Project Summary & Skills Used

Team Members

Project Title

Urban Shift: Visualizing U.S. Housing Market Behavior Through Time-Series Analytics & Geographic Clustering

Description

Urban Shift is an interactive housing analytics platform built in Java and Vaadin. Users can explore long-term home and rental price trends for any U.S. county and view nationwide growth clusters on a fully interactive map. The system processes Zillow’s ZHVI and ZORI datasets, computes percent-change growth for selected time windows, and uses K-Means clustering to reveal spatial housing trends across the United States.

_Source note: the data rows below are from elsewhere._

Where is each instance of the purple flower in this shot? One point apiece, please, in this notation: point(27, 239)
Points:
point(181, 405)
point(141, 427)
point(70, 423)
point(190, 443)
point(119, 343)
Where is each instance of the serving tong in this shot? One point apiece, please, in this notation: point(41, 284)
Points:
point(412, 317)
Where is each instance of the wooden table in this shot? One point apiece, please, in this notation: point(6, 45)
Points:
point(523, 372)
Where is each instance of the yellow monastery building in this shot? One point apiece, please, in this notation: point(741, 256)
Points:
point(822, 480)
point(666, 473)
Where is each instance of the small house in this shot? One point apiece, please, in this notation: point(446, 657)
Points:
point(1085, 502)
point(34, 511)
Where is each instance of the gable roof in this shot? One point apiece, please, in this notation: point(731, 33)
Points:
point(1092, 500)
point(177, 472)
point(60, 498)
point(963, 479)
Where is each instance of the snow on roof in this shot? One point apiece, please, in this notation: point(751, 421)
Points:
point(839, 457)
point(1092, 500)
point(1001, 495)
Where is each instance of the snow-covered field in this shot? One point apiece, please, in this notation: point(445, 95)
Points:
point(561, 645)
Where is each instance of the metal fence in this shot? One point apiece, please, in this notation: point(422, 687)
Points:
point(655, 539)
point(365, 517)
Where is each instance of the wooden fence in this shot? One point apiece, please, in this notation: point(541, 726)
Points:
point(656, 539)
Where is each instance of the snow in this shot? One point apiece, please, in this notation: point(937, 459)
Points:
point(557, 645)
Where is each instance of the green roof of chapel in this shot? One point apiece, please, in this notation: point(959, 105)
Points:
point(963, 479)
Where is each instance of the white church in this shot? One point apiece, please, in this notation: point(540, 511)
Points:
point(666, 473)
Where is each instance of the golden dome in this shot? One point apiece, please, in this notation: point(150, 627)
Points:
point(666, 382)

Industrial Engineering Context

The project aligns with IE concepts related to data-driven decision support, time-series analysis, geospatial visualization, and classification modeling. It demonstrates how real estate market data can be transformed into actionable visual insights for planning, forecasting, and resource allocation.

Skills Practiced

Custom Java class design, modular architecture, and debugging
Working with large datasets using Tablesaw
Implementing machine learning through SMILE K-Means
JSON handling with Jackson
Building UI components and client–server interactions in Vaadin 24
Integrating external JavaScript (Leaflet) due to Vaadin’s missing map support
Resolving real-world issues such as inconsistent date formats and FIPS code mismatches
GitHub-based collaboration, versioning, and merging team contributions

Project Development Process

Urban Shift began as a simple trend-viewer for Zillow housing data.We had had 2 git projects TFP1 and TFP2. TFP1 served as our experimentation and learning phase: we tested date melting, growth metrics, clustering approaches, and experimented with parsing messy real-world datasets. Many of these early files were not used directly, but they helped us understand how Zillow formats its time-series data and how to reliably clean and transform it.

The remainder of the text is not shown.